Лицо Чарли расплылось в улыбке, он закивал.
— Мак-н-чиз — наше с Дрю любимое.
Улыбка чуть померкла.
— Не знаю насчет салата. Он мне не всегда нравится.
Уголки моих губ дрогнули. Какому ребенку нравятся листья?
— Ну, попробуешь и скажешь. Может, еще и поможешь мне готовить.
Чарли тут же оживился.
— Правда?
— Мне не помешает су-шеф.
Он сморщил нос.
— Кто это — суш шеф?
Я прикусила щеку, чтобы не рассмеяться. Он был чудесный.
— Это помощник, правая рука.
Сомнения Чарли исчезли.
— Хочу помогать! Мне не нравятся оливки и перцы. И брокколи, и шпинат. И…
— А как насчет кукурузы, лука, огурцов, помидоров и авокадо? — спросила я, решив, что так проще.
Он задумался.
— Не знаю про огурцы…
— Это нормально. Откуси маленький кусочек, и решим, берем их или нет.
Чарли кивнул, спрыгнул со стула.
— Ладно. Я классный пробователь. Только мне надо взять поварскую шапку.
Он умчался по коридору раньше, чем я успела спросить, откуда у него вообще такая шапка.
Я подошла к раковине, ополоснула огурец и положила на доску.

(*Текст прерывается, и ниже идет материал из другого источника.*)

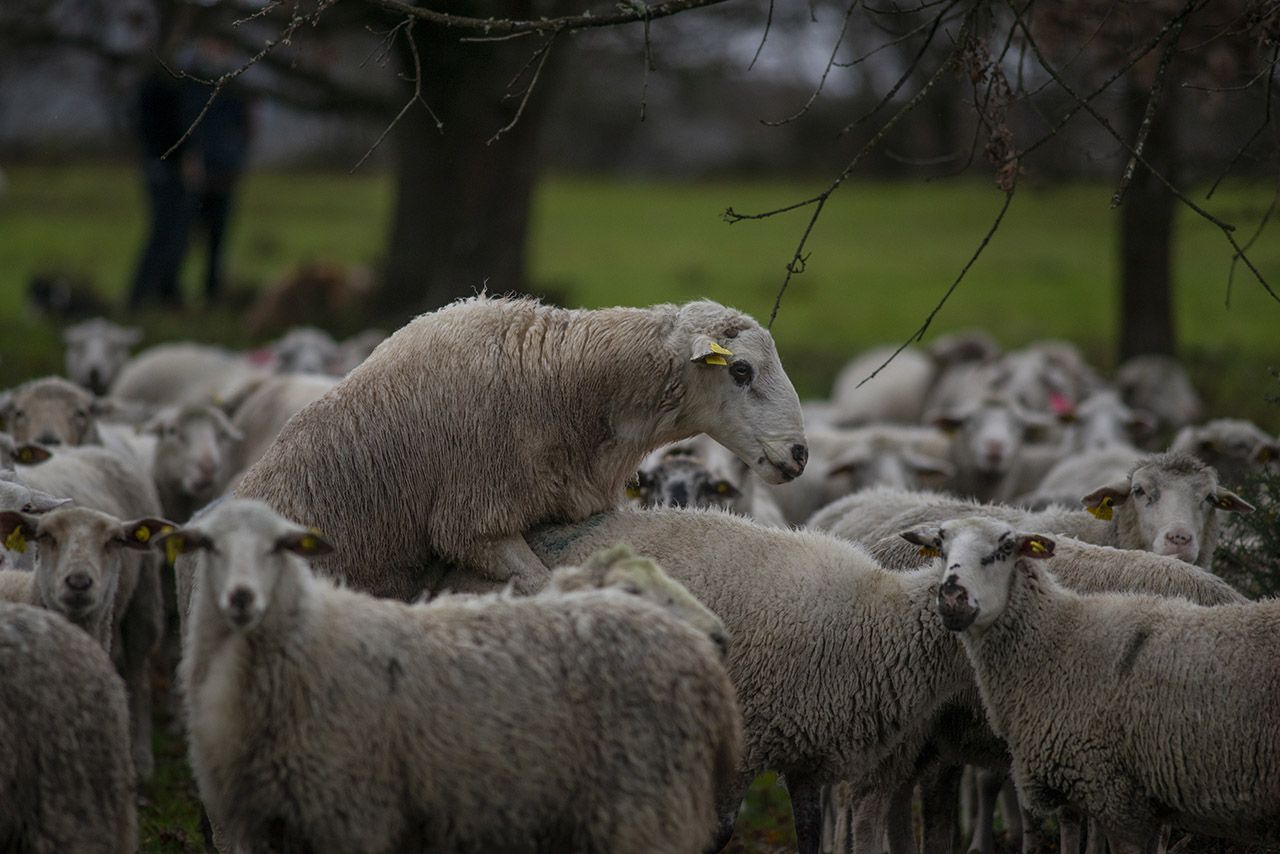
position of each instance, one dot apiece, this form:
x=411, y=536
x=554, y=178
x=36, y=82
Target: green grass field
x=881, y=256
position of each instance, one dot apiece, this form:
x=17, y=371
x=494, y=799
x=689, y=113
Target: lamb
x=192, y=457
x=264, y=412
x=96, y=351
x=1178, y=512
x=97, y=479
x=699, y=473
x=78, y=570
x=1160, y=386
x=1234, y=447
x=67, y=775
x=845, y=461
x=566, y=721
x=1112, y=679
x=839, y=665
x=476, y=421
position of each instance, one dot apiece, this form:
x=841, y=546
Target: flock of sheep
x=981, y=560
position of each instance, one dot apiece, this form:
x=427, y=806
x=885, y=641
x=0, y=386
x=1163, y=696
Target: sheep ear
x=31, y=455
x=1230, y=502
x=929, y=539
x=140, y=533
x=1102, y=499
x=1034, y=546
x=16, y=529
x=305, y=543
x=708, y=352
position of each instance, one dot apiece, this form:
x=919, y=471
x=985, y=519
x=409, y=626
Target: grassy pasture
x=881, y=256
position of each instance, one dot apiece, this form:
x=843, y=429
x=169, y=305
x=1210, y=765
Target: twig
x=924, y=327
x=1150, y=112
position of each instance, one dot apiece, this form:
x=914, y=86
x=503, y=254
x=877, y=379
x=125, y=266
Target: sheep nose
x=241, y=598
x=80, y=581
x=800, y=453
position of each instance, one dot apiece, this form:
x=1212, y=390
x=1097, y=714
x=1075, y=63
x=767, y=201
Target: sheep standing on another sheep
x=96, y=351
x=1134, y=709
x=67, y=777
x=588, y=721
x=483, y=419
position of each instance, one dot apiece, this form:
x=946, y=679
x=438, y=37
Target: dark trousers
x=158, y=274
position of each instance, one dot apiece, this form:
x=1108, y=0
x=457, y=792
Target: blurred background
x=361, y=164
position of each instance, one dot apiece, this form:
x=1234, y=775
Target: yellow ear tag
x=173, y=548
x=16, y=542
x=1102, y=510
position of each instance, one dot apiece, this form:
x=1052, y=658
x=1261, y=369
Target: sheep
x=260, y=418
x=78, y=569
x=67, y=775
x=845, y=461
x=1112, y=677
x=96, y=350
x=1234, y=447
x=97, y=479
x=1160, y=386
x=896, y=394
x=987, y=447
x=699, y=473
x=306, y=350
x=566, y=721
x=53, y=411
x=187, y=373
x=192, y=457
x=479, y=420
x=1176, y=511
x=837, y=663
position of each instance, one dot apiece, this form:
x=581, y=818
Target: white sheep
x=67, y=777
x=97, y=479
x=839, y=663
x=1134, y=709
x=566, y=721
x=77, y=571
x=96, y=351
x=1234, y=447
x=490, y=415
x=1170, y=503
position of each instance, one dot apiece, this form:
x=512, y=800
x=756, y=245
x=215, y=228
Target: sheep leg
x=1069, y=831
x=807, y=812
x=938, y=808
x=990, y=782
x=899, y=827
x=510, y=560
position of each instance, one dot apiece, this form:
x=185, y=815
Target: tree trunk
x=462, y=204
x=1147, y=233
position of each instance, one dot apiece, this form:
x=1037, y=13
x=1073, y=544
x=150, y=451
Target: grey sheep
x=97, y=479
x=1143, y=709
x=1169, y=505
x=568, y=721
x=77, y=571
x=837, y=662
x=476, y=421
x=96, y=351
x=67, y=775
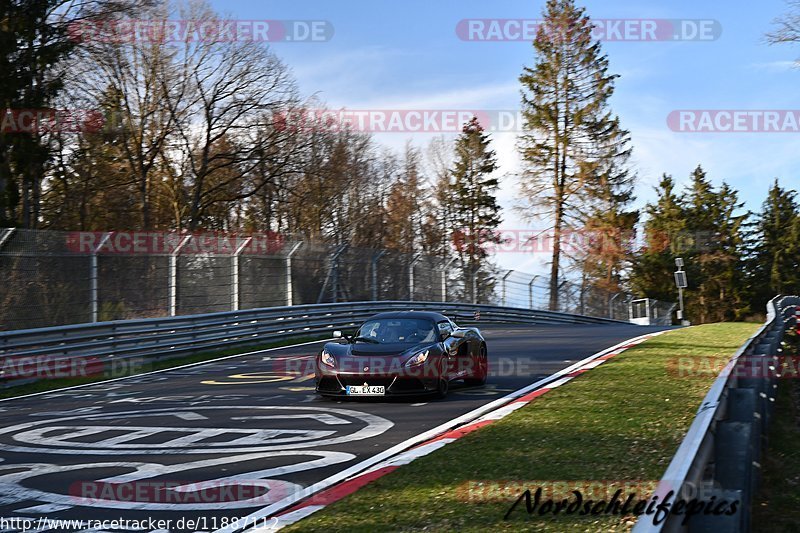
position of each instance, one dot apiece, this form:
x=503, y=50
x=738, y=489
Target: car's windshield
x=397, y=330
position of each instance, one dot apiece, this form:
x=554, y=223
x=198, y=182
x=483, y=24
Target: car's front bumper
x=335, y=384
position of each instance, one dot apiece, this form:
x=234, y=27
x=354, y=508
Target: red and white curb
x=310, y=501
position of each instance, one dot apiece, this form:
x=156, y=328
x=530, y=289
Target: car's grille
x=405, y=385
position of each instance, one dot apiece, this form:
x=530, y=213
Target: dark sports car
x=402, y=353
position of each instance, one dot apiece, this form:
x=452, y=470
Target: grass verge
x=45, y=385
x=617, y=426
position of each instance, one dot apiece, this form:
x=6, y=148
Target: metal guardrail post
x=235, y=273
x=375, y=259
x=611, y=305
x=503, y=300
x=6, y=235
x=173, y=276
x=93, y=266
x=530, y=291
x=289, y=287
x=414, y=260
x=445, y=271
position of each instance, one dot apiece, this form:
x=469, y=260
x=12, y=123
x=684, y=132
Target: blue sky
x=405, y=55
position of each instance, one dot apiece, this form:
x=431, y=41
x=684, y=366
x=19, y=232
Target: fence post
x=415, y=259
x=235, y=271
x=611, y=305
x=474, y=284
x=289, y=287
x=530, y=291
x=6, y=235
x=173, y=275
x=504, y=286
x=797, y=319
x=93, y=276
x=375, y=259
x=445, y=270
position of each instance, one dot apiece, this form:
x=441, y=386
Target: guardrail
x=719, y=456
x=105, y=344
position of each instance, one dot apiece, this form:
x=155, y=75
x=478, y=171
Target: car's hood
x=361, y=349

Начала нарезать, когда в коридоре хлопнула дверь. Я ждала Чарли, но в гостиную вошел Люк.
— Тебе что-нибудь нужно? — спросила я.
Для Чарли я сделала перекус, но Люк сразу ушел к себе. Теперь он ничего не ответил, просто подошел к холодильнику. Взял газировку, затем шагнул ко мне и наклонился, чтобы вытащить из нижнего ящика пакет с чипсами.
Я сосредоточилась на нарезке и дыхании. Чем быстрее Люк поймет, что меня нельзя задеть, тем лучше.
Он замер рядом.
— Господи. Ты сама с собой такое сделала? Папа нанял какого-то больного резальщика или как?
Я застыла, нож завис на полпути. Какая глупость. Я даже не подумала. Я привыкла быть рядом с Эмерсон и Адрианом — они знали про мои шрамы. Я закатала рукава, чтобы помыть огурец, и не опустила их назад.
Сердце забилось так, будто вырывается из груди. Память ударила в стены, которые я строю заново каждый день. Я сглотнула тошноту, подступившую к горлу, и подняла глаза на Люка.
— Нет. Это сделала не я. Но если бы и я — это бы значило, что мне больно. Что мне нужна помощь. Сомневаюсь, что твои слова вдохновили бы меня ее искать.
Люк резко захлопнул рот, щеки вспыхнули.
Я не хотела его унизить. Мне нужно было, чтобы он задумался. Чтобы понял: у слов есть последствия.
Я смягчила голос.
— У каждого своя битва. Своя внутренняя война, которую он прячет от мира. Помни об этом.
Горло Люка дернулось — он сглотнул. Ничего не сказал, только развернулся и ушел.
Но пакет чипсов остался лежать на столешнице.